In this prospective study, a correlation was observed between high plasma concentration of endotoxin and high carbon dioxide gap during surgery, and organ dysfunction after LVAD insertion. We are aware that this study is limited by its small sample size precluding a multivariate analysis and that no observational study can prove a causal relationship. However, our findings support the view that endotoxaemia is caused by gut hypoperfusion during surgery and is associated with postoperative morbidity in high-risk patients.
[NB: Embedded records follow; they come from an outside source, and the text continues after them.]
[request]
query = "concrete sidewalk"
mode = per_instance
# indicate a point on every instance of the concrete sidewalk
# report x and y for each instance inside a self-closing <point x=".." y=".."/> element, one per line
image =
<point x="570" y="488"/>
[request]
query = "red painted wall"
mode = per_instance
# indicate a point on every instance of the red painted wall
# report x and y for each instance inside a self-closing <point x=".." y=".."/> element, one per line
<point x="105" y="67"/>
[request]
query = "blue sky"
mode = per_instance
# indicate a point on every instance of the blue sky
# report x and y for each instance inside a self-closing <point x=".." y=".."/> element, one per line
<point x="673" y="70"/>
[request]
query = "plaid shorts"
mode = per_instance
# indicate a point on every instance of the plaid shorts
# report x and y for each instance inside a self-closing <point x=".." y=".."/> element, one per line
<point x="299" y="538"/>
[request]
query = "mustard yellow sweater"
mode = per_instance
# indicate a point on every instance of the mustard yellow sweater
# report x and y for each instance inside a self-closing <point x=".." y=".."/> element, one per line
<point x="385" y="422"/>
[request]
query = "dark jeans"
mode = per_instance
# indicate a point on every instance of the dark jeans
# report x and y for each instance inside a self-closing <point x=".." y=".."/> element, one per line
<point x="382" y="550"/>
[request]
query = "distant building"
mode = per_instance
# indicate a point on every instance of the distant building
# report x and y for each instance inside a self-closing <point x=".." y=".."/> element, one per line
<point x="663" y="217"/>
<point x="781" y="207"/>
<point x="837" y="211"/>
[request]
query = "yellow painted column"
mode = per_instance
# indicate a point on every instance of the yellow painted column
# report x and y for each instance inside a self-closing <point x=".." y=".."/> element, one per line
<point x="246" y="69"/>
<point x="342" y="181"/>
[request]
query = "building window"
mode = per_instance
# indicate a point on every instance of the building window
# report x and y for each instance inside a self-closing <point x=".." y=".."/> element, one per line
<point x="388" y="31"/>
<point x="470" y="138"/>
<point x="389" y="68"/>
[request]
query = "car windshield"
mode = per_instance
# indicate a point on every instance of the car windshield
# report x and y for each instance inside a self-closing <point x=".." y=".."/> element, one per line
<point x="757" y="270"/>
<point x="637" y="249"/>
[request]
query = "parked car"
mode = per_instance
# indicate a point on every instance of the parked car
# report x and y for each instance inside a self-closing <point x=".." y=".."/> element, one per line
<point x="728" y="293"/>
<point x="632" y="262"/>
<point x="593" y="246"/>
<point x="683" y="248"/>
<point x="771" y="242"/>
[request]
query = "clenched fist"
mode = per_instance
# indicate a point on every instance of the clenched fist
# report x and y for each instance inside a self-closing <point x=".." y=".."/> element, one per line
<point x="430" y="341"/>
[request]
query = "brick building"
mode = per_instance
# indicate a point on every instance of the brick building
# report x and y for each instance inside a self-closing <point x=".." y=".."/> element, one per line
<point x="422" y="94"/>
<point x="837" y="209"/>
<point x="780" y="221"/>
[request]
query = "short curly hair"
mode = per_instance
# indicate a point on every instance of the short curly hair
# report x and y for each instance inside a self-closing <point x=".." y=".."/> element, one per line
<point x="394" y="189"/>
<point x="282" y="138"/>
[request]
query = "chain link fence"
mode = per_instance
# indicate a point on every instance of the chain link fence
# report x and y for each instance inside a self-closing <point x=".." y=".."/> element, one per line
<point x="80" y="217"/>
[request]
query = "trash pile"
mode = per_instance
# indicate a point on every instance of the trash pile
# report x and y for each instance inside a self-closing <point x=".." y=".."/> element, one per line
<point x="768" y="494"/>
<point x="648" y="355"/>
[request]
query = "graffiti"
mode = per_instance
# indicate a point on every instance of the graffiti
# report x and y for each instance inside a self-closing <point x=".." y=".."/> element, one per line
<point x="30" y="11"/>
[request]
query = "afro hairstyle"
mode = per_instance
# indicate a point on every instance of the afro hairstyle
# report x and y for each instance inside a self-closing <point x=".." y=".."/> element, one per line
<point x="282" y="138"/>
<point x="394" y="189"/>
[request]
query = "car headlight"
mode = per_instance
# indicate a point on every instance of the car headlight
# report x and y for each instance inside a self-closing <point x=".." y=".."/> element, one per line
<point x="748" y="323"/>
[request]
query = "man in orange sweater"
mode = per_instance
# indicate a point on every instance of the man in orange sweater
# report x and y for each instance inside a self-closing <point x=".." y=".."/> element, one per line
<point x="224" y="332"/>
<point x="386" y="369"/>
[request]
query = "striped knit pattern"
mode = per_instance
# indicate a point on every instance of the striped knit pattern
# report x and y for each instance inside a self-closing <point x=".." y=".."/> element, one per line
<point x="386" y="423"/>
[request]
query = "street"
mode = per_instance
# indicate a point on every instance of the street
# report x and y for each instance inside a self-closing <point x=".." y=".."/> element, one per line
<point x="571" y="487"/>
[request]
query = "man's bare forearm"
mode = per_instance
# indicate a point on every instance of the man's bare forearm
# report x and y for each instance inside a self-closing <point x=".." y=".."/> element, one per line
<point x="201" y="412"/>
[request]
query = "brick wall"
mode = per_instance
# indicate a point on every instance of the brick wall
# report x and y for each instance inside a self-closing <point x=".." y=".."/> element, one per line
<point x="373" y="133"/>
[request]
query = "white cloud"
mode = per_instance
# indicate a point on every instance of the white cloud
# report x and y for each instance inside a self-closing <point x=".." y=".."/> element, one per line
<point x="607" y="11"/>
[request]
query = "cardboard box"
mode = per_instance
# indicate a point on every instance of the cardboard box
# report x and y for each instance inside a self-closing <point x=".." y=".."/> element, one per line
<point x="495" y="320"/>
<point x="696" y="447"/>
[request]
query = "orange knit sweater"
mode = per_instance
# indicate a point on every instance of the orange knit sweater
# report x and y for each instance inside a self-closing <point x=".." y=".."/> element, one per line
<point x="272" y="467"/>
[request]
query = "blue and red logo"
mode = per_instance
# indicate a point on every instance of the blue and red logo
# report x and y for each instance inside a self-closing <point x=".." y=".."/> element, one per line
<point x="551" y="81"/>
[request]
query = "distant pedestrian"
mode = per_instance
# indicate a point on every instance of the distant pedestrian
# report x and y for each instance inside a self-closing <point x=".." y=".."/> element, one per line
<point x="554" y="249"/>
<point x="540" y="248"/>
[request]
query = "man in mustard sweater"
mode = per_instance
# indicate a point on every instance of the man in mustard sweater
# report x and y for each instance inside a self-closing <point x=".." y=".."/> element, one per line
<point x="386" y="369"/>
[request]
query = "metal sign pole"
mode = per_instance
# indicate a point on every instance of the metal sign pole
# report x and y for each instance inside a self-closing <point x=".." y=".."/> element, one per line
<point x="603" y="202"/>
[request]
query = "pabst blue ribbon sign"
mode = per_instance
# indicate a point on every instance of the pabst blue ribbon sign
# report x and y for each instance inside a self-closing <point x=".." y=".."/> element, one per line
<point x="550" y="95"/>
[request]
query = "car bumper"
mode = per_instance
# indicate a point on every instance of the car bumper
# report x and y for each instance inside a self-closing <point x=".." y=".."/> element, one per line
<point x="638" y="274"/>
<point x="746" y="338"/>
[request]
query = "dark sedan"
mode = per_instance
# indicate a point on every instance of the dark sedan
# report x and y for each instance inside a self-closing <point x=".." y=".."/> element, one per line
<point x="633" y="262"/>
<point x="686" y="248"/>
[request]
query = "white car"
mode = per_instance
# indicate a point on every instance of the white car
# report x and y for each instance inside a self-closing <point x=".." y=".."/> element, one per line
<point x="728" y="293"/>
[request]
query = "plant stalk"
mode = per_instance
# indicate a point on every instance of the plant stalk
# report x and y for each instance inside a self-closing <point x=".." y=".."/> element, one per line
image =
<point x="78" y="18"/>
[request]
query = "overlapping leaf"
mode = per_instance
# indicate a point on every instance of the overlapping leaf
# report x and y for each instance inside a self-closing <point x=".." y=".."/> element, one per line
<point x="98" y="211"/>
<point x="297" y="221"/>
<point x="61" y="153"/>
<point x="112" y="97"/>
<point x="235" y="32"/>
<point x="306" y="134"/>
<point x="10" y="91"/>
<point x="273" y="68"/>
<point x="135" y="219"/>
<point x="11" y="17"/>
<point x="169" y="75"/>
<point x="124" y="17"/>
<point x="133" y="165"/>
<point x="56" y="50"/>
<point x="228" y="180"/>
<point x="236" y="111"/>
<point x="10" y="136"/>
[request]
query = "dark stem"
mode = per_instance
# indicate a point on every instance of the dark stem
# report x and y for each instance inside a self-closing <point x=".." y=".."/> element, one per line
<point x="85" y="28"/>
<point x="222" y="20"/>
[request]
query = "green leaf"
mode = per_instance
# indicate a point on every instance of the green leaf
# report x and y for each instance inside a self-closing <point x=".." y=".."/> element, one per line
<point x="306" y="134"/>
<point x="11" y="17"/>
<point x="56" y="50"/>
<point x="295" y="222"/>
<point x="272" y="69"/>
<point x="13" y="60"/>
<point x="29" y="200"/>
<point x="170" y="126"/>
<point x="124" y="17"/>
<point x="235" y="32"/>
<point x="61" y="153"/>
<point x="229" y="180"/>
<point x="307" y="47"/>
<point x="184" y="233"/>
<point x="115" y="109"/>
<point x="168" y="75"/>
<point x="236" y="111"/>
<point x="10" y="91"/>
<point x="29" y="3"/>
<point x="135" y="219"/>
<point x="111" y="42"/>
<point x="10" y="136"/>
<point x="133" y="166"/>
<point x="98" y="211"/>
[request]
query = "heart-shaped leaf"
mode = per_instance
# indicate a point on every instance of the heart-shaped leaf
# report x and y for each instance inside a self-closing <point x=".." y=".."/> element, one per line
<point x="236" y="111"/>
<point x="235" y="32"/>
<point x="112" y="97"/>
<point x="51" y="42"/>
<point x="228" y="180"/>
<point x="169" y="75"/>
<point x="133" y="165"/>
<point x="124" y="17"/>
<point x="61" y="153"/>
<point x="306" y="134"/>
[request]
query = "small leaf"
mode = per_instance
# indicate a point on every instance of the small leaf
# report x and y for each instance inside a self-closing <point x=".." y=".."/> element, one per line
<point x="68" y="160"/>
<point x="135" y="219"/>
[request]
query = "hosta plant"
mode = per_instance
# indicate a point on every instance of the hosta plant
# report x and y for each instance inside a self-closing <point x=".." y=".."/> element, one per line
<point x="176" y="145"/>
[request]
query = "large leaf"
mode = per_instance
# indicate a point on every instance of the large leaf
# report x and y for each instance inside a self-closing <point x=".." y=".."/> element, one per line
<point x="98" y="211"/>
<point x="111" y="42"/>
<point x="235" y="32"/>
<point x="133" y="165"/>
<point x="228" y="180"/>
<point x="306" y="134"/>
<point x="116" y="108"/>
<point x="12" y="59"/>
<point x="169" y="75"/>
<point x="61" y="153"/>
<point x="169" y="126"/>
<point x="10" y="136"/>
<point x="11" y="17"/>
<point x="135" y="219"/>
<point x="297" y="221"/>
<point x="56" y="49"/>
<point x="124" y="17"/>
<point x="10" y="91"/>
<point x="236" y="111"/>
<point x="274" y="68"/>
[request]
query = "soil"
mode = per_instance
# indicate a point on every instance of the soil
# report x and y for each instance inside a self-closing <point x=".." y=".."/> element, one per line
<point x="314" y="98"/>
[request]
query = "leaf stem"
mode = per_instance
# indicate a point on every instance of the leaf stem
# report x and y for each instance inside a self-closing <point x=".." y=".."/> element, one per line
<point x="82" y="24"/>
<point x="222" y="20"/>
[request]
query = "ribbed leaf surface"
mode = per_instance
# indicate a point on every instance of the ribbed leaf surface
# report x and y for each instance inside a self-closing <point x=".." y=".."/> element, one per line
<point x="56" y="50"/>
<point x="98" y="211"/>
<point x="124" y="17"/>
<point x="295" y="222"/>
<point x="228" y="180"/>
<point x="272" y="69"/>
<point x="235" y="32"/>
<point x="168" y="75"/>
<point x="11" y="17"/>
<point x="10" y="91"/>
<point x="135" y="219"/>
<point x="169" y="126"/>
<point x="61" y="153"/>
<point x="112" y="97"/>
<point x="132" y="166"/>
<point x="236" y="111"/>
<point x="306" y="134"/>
The clinical significance of endotoxaemia during surgery has been questioned. However, there is some evidence to suggest that endotoxaemia contributes to the development of postoperative morbidity in surgical patients.2 Seventy-five per cent of patients in our study developed endotoxaemia at the end of surgery. Furthermore, higher plasma concentrations of endotoxin were associated with a higher postoperative MOD score, suggesting a relationship between endotoxaemia and adverse outcomes after LVAD implantation. This finding is of particular interest as LVAD recipients have a high incidence of postoperative renal failure, hepatic dysfunction, and haematological abnormalities,4 which could be caused by endotoxin-mediated systemic inflammation.1

Endotoxaemia during surgery is thought to be caused by splanchnic ischaemia. The most accurate, clinically applicable reflection of splanchnic ischaemia is thought to be the carbon dioxide gap, which is regarded as indicative of an imbalance between gastric perfusion, metabolism, and alveolar ventilation.8 An abnormal carbon dioxide gap developed in 11 of the 12 study patients, indicating that gut ischaemia is common in LVAD recipients. Additionally, a high plasma concentration of endotoxin was associated with a high carbon dioxide gap at the end of surgery. To our knowledge, this is the first study to demonstrate such an association, supporting the hypothesis that endotoxaemia during LVAD implantation is caused by splanchnic ischaemia.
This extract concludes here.